Surfactant search terms in EMBASE were the EMTREE terms 'lung surfactant' and 'surfactant', and in MEDLINE, the MeSH term 'pulmonary surfactants'. To ensure that all potentially relevant references would be retrieved, additional search terms were identified by looking at the 'Used For' sections of the scope notes of each EMTREE and MEDLINE term. All additional terms were then searched in both EMBASE and MEDLINE using the command '.mp, hw.' to designate the fields in which the search should be conducted. The resultant search sets were combined using the Boolean operator 'OR' to create a single set of results.

Alveolar haemorrhage search terms used in EMBASE were the EMTREE term 'lung haemorrhage' and additional terms identified by looking at the 'Used For' sections of the scope notes for the EMTREE term. The truncation symbol colon ":" was used to replace the last letter 'e' in each instance of the word haemorrhage or haemorrhage to account for variations in word endings. The additional terms identified for the EMBASE search, as well as the phrase 'lung haemorrhage' were used to search MEDLINE. In both databases, to ensure that all potentially relevant references were retrieved, the search command '.mp, hw.' was used to designate the fields in which the search for terms should be conducted. The resultant search sets were combined using Boolean operator 'OR' to create a single set of results.

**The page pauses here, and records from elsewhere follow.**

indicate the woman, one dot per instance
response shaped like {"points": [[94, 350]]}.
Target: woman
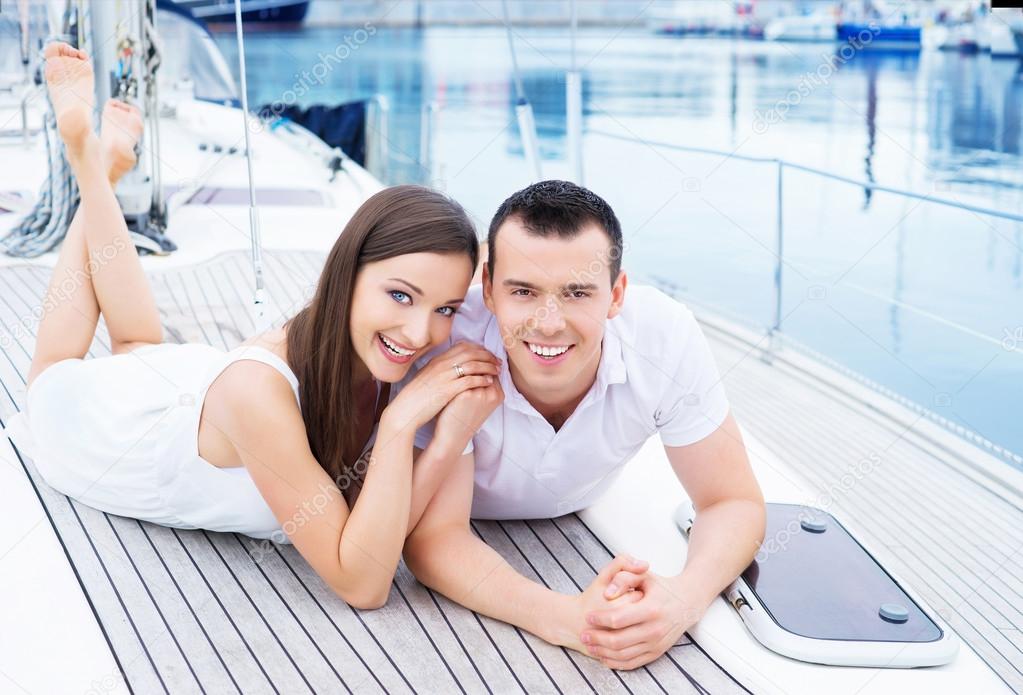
{"points": [[191, 437]]}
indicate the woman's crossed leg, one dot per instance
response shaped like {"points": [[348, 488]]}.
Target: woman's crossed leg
{"points": [[98, 270]]}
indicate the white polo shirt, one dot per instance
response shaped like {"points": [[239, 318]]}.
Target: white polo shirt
{"points": [[656, 375]]}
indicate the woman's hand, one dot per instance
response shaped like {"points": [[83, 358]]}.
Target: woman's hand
{"points": [[439, 383], [465, 414]]}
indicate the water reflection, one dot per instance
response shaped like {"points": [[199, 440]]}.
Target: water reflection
{"points": [[940, 123]]}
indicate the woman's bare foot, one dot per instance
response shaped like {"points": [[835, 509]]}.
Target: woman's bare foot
{"points": [[70, 81], [121, 130]]}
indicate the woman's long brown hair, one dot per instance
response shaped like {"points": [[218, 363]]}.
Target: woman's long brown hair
{"points": [[396, 221]]}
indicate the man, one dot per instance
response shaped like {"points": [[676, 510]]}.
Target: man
{"points": [[587, 378]]}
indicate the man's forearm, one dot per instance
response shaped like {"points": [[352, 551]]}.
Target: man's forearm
{"points": [[723, 540], [466, 570]]}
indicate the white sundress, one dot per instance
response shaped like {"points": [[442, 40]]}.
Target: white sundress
{"points": [[121, 434]]}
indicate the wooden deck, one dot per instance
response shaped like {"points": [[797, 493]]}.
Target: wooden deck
{"points": [[954, 541], [196, 611]]}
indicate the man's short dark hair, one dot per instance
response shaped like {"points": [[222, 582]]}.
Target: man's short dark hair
{"points": [[561, 209]]}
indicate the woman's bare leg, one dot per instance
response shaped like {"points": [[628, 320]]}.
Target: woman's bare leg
{"points": [[98, 268]]}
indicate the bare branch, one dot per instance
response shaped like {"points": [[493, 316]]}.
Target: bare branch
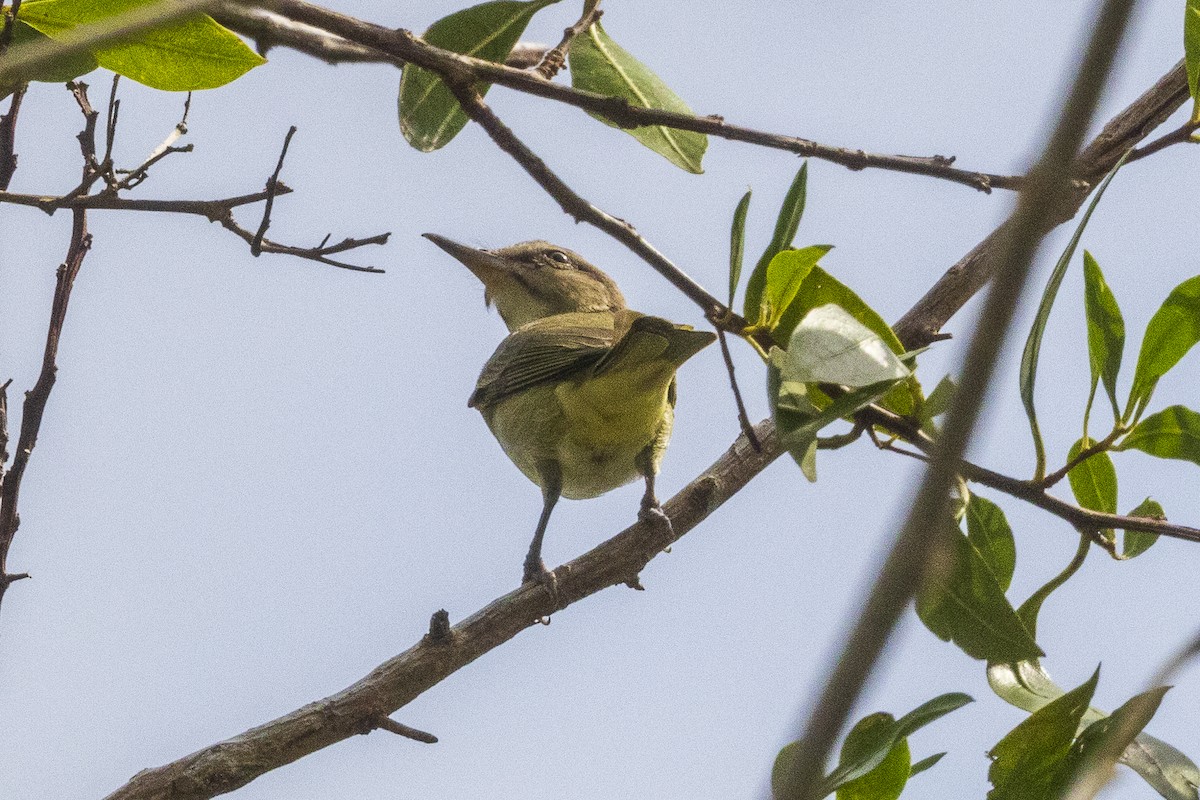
{"points": [[273, 182], [556, 58], [36, 398], [1047, 188], [235, 762]]}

The set of surfactant terms were combined with the set of alveolar search terms using the Boolean operator 'AND'. This final set of results was not limited by age or language.

Science Citation Index (Web of Science) was searched for authors quoting the publications by Pandit et al (Pandit 1995; Pandit 1999).

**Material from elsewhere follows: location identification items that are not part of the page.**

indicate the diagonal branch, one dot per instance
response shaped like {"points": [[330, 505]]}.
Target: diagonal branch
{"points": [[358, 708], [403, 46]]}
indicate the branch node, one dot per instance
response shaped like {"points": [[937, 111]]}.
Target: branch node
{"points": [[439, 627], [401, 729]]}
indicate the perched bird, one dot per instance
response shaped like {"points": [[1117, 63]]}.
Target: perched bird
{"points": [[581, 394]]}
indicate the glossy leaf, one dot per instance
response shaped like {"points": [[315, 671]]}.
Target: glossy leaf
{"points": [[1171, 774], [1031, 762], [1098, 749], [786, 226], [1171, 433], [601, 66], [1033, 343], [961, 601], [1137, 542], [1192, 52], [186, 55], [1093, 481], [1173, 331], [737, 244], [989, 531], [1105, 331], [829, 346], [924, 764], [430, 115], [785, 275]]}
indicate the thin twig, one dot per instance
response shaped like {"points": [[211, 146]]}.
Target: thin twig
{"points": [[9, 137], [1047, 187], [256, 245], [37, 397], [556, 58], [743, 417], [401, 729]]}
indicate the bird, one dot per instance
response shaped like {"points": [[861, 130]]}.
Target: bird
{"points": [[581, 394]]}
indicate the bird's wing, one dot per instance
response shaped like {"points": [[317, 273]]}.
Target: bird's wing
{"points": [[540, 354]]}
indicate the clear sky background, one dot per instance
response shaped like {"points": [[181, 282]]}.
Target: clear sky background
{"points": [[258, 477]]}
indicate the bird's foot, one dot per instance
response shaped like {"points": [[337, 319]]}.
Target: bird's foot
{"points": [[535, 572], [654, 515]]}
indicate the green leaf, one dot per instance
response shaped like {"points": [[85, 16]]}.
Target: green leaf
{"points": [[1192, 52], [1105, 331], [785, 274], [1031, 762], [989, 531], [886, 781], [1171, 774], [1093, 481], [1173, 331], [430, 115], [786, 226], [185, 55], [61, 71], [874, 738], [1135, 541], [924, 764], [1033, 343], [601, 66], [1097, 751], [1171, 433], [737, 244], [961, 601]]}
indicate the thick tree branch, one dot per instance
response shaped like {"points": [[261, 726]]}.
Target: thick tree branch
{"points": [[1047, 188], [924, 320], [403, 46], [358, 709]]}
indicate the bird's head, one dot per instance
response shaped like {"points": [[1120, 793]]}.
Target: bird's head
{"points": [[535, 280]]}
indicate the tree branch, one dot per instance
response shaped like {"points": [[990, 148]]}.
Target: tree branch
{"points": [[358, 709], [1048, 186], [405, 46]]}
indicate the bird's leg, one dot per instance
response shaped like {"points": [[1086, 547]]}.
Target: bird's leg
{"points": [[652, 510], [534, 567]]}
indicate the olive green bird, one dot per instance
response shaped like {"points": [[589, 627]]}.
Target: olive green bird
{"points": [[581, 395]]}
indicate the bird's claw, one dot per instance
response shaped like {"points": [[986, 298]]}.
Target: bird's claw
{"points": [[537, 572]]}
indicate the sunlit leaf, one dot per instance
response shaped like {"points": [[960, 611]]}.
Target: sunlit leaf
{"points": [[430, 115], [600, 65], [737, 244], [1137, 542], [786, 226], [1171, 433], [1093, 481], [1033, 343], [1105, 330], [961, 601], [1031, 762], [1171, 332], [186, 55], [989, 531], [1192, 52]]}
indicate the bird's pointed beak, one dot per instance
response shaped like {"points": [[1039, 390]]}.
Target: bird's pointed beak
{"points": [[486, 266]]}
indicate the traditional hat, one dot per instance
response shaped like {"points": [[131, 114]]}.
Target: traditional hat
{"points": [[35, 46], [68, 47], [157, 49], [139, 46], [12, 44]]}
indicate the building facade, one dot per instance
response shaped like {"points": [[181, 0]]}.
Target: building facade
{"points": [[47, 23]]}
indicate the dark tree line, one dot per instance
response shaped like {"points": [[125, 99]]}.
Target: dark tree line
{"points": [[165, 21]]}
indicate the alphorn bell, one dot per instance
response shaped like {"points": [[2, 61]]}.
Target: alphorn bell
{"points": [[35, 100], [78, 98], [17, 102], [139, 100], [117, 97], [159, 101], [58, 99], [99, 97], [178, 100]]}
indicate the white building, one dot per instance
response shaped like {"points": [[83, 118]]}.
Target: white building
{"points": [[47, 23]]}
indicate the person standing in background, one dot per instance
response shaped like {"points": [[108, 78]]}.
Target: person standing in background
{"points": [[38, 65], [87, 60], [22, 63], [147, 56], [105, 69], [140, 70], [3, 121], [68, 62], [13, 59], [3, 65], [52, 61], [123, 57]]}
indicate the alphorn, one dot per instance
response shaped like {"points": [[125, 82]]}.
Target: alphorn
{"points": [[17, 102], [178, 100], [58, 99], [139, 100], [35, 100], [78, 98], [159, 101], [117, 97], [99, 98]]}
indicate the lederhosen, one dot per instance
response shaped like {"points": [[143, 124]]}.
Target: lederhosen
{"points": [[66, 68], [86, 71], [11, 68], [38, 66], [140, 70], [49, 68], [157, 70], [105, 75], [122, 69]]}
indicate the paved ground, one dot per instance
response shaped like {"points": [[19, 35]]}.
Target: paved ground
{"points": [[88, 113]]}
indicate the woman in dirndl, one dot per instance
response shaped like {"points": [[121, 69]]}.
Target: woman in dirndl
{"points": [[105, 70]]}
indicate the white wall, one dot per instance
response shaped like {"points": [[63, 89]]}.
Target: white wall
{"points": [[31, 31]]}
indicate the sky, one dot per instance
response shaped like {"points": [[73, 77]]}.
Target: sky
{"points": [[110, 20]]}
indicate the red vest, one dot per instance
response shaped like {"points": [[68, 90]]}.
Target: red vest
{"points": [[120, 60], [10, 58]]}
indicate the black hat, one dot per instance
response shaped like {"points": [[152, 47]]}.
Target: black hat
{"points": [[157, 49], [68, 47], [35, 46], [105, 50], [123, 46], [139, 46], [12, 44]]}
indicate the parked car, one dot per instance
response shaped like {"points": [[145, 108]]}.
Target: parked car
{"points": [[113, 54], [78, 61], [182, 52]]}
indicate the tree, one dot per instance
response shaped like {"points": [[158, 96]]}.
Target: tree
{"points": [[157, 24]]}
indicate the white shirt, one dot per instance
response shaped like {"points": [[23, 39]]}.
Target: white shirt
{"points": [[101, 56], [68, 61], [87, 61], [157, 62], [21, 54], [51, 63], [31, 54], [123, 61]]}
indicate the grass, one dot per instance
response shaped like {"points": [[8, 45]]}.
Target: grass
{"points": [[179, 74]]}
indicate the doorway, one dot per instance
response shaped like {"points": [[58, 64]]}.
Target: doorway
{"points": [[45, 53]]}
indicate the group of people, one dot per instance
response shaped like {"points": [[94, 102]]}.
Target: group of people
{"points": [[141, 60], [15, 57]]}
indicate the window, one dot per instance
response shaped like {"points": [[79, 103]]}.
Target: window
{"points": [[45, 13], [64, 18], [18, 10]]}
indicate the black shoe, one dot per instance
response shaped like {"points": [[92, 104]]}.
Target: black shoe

We did not apply any language restrictions.

Searching other resources

We searched the proceedings of the Annual Meetings of the Pediatric Academic Societies and the European Society for Paediatric Research published in Pediatric Research or electronically on their websites from 1994 to time of the full review in January 2008.

Data collection and analysis

Selection of studies

We used the standard review methods of the Cochrane Neonatal Review Group.
All abstracts and published studies identified as potentially relevant by the literature search were assessed for inclusion in the review by the two review authors (AA, AO).

Data extraction and management

If studies were identified, each review author would extract data separately on a data abstraction form. The information would then be compared and differences would be resolved by consensus. One review author (AO) would enter data into RevMan 5.1 (RevMan 2011) and the other review author (AA) would cross check the printout against his own data abstraction forms and errors would be corrected. For the studies identified as an abstract, the primary study author would be contacted to obtain further information if needed.

The primary analysis would include infants with PH.

The two review authors would abstract data from the identified trials to pre-designed data-abstraction forms. One review author (AO) would enter the data into RevMan 5.1 (RevMan 2011) and the other review author (AA) would have checked for accuracy.

Assessment of risk of bias in included studies

The following headings and associated questions (based on the questions in the 'Risk of bias' table) would be evaluated by the two review authors and entered into the 'Risk of bias' table if we had identified at least one trial for inclusion.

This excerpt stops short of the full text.